Splitting your retirement can be as complicated as splitting hairs, and making a wrong decision could cause a financial disaster in your vintage years. Here are five ways to protect your retirement nest egg:
Track Your Assets
The best way to preserve your assets is to have clearly defined agreements relating to those assets, Beaulier said. A prenuptial agreement that fully discloses all the assets and liabilities of each party before the union and an agreement for how the assets will be handled if a divorce occurs is crucial
Because retirement benefits are considered marital assets, you have to determine the present value of each plan.
“Retaining records of what each person has when they enter into marriage can save thousands of dollars in a divorce,” Beaulier said.
It is also a good idea to keep quarterly reports of retirement records and the interest they accrue during the marriage.
Create the Right Account
When money is distributed from a qualified plan, it will have to be put into an IRA, since most plans don’t allow you to take a portion of someone else’s 401(k) and add it to your 401(k).
Once an agreement over who is entitled to what is reached, you want to make sure you have the money transferred to an account where it won’t be taxed.
If you decide to take the distribution from the fund right away, you are going to pay taxes on it, Caldwell said. But if you choose to defer payment, place the money into a qualified plan like an IRA.
Revaluate and Diversify your Funds
Reworking your retirement investment strategy is a step most people overlook after a divorce, said Shenkman.
“Most people do exactly the opposite,” Shenkman said. “A divorce wreaks havoc on investment planning and people, but you need to keep a diverse portfolio. Most of the time both people are left with disjointed portfolios.”
Shenkman recommends sitting down with a financial planner to look at your new financial life. Decide where you are, where you want to go and determine how you are going to reach your financial goals.
Familiarize Yourself with your Spouse’s Benefits
One of the biggest mistakes Caldwell sees people make is not knowing to what they are entitled under their spouse’s plan. Many plans are complicated, he said, and include a lot of stipulations and requirements.

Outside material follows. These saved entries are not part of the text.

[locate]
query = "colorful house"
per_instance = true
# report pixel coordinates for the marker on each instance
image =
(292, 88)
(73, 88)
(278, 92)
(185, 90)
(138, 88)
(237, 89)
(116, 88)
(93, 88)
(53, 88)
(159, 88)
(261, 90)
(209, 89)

“Once you know what [your spouse’s] benefits are, you can have them valued if you want an immediate distribution,” Caldwell said. He suggested that you know “when your spouse was enrolled in the benefit program, how long they worked, any retirement incentives, survivor benefits and cost of living increases.”
Change Your Beneficiary
As soon as the divorce is final be sure to sign new beneficiary designations. If you don’t, your ex could get your plan.
Often these forms are online and can be mailed to the sponsor. “So many banks keep getting bought out and then the stuff gets lost and sent to merger-merger never-land,” Shenkman said. Be sure to send it through certified mail and save the receipt to prove you changed beneficiary, he said.